Billing, Insurance & Payment

Valley Presbyterian Hospital is committed to providing financial assistance to patients who cannot pay for part or all of the care they receive. Consistent with our mission and values, we embrace the following principles:
  • Patients should be treated equally, with dignity, respect and compassion.
  • Concern over a hospital bill should never prevent any individual from receiving emergency health services.
  • Patients should be expected to contribute to the cost of their care based upon their individual ability to pay.
  • Hospital financial aid policies and practices will take into account each individual's ability to contribute to the cost of his or her care, as well as the hospital's ability to provide care.
  • Financial aid policies should be clear, easy-to-understand, and communicated in a way that is dignified and in languages appropriate to the community and patients served.
  • Financial aid policies should be made available to prospective and current patients and to the community at large.

Rosenthal Act

Rosenthal Fair Collection Practices Act and Federal Fair Debt Collection Practices Act:

State and federal law require debt collectors to treat you fairly and prohibit debt collectors from making false statements or threats of violence, using obscene or profane language, and making improper communications with third parties, including your employer. Except under unusual circumstances, debt collectors may not contact you before 8:00 a.m. or after 9:00 p.m. In general, a debt collector may not give information about your debt to another person other than your attorney or spouse. A debt collector may contact another person to confirm your location or to enforce a judgment. For more information about debt collection activities, you may contact the Federal Trade Commission by telephone at 877-FTC-HELP (877-382-4357) or online at www.ftc.gov.
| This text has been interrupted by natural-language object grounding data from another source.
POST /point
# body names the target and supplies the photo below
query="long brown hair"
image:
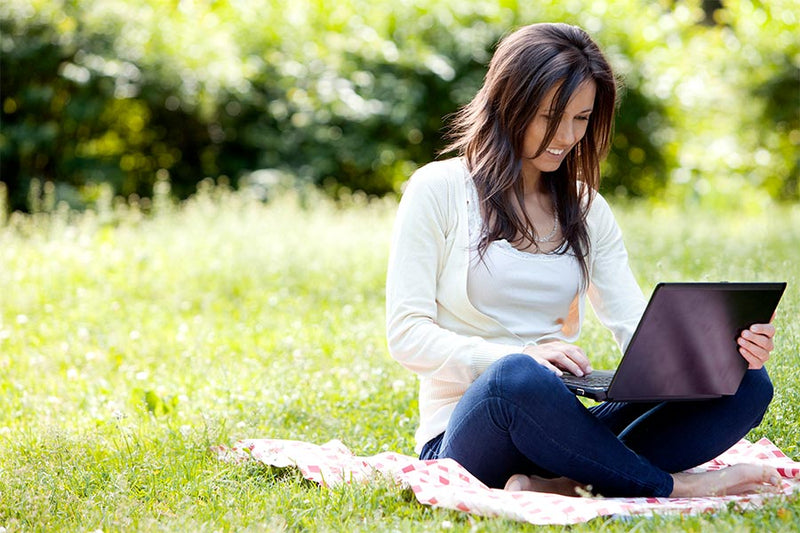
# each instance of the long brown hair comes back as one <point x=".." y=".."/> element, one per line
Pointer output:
<point x="489" y="131"/>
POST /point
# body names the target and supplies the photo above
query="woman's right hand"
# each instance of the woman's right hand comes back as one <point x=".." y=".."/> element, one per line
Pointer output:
<point x="559" y="356"/>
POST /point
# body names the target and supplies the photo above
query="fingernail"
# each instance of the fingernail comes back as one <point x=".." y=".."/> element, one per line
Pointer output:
<point x="514" y="485"/>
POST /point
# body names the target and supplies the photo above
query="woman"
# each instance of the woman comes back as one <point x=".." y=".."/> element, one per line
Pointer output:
<point x="492" y="255"/>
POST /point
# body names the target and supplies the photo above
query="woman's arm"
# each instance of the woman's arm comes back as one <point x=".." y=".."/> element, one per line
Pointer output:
<point x="614" y="293"/>
<point x="422" y="242"/>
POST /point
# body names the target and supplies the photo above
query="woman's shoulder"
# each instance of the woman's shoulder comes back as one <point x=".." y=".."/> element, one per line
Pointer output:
<point x="593" y="201"/>
<point x="441" y="177"/>
<point x="443" y="171"/>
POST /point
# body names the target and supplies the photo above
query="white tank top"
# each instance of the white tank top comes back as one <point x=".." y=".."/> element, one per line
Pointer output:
<point x="530" y="294"/>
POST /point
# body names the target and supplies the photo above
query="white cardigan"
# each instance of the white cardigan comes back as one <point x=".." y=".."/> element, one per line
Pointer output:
<point x="434" y="330"/>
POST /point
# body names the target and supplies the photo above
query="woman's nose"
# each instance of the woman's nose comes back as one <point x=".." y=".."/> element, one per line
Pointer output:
<point x="565" y="135"/>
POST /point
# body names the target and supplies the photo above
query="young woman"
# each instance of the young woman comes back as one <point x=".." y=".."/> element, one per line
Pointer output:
<point x="493" y="253"/>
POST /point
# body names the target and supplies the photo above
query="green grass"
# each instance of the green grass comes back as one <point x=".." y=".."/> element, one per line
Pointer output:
<point x="130" y="344"/>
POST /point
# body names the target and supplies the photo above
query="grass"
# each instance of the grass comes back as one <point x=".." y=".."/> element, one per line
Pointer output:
<point x="130" y="344"/>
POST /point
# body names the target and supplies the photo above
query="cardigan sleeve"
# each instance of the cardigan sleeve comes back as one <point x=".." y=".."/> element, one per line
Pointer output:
<point x="613" y="292"/>
<point x="422" y="241"/>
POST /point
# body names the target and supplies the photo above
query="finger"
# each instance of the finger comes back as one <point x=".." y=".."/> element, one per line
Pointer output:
<point x="763" y="329"/>
<point x="577" y="356"/>
<point x="762" y="341"/>
<point x="755" y="360"/>
<point x="547" y="364"/>
<point x="562" y="360"/>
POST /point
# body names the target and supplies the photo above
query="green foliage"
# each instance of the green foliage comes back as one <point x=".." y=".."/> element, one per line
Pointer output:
<point x="350" y="95"/>
<point x="130" y="344"/>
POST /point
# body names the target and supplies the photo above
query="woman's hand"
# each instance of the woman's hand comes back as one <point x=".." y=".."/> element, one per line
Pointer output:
<point x="559" y="356"/>
<point x="755" y="344"/>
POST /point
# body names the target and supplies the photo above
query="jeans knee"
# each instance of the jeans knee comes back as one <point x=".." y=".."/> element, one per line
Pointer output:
<point x="758" y="388"/>
<point x="520" y="377"/>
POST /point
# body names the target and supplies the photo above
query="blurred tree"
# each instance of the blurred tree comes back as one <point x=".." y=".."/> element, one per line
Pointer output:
<point x="351" y="95"/>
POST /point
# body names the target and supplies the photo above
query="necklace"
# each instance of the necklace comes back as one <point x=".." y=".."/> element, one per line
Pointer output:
<point x="549" y="236"/>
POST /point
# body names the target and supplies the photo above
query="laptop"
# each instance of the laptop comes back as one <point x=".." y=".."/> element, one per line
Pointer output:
<point x="685" y="345"/>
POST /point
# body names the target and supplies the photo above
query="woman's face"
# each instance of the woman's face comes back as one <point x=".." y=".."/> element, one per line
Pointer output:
<point x="571" y="129"/>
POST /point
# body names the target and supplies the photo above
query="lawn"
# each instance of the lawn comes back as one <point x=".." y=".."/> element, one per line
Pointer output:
<point x="130" y="344"/>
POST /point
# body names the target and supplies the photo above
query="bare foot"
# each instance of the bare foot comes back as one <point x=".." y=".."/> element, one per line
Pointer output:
<point x="736" y="479"/>
<point x="559" y="485"/>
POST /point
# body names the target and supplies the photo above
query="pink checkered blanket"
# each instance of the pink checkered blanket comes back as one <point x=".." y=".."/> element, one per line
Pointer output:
<point x="444" y="483"/>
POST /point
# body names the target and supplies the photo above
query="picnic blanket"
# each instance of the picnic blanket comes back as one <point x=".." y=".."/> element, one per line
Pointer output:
<point x="444" y="483"/>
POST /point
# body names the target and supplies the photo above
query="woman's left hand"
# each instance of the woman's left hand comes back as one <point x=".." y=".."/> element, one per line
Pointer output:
<point x="755" y="344"/>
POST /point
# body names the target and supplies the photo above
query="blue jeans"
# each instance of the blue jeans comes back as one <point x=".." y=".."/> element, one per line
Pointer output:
<point x="519" y="418"/>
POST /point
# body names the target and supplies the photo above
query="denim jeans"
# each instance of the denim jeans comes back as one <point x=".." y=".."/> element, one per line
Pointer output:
<point x="519" y="418"/>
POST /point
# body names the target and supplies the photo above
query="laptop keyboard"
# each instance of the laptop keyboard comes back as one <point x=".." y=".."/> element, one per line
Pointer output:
<point x="592" y="380"/>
Patient Financial Services Collection Process Guidelines

Purpose:

To provide guidelines to ensure accounts are followed-up in a timely manner.

Guidelines:

In order to ensure that proper and timely follow-up on accounts is performed after billing, the procedure below must be followed. Some exceptions can be made, as risk management may need to hold, adjust or write off an account. Other exceptions may be granted by the Chief Financial Officer or the Director of Revenue Cycle. All new staff members are trained on the process below.

Procedure:

A. Managed Care, Commercial, Medicare, Medi-Cal and all payers:

  1. After claims are submitted to the insurance carriers either electronically or hard copy, the Patient Financial Services (PFS) staff calls or inquires on the website of the insurance company to see when the claim will be paid. If there is a secondary or tertiary payer, the claim is then submitted to that carrier. Once the insurance company has issued payment, and the account has been reviewed by the claims adjuster, the balance remaining is due by the patient.
  2. If a denial is received, the account is resubmitted or appealed based on the type of denial. If the claim continues to be denied by the insurance carrier for reasons such as no medical necessity or no authorization, the claim may need to be written off.
  3. Ten days after the payment is received, and there is a patient balance owing, the account is reffered to Healthcare Resource Group (HRMG) which is used as an extension of the Business Office. HRMG sends out a series of letters to patients, requesting payment on his/her account. The account remains with HRMG for 120 days while they pursue the patient. If no payment or payment arrangement is made in that time, the account is then referered to an outside Collection Agency.

B. Self-Pay accounts:

  1. Self-pay accounts are referred to HRMG three days after the claims become Final Bill status. HRMG sends out a series of letters to patients, requesting payment on his/her account. The account remains with HRMG for 120 days while they pursue the patient. If no payment or payment arrangement is made in that time, the account is then referred to an outside Collection Agency. If insurance is found after an account has been referred to an outside Collection Agency, the agency either bills and follows up on the account, or returns it to the hospital for billing and follow up, depending on the insurance.

C. The outside Collection Agency assigments are determined by an alpha split that changes yearly. The Collection Agency abides by all hospital policies.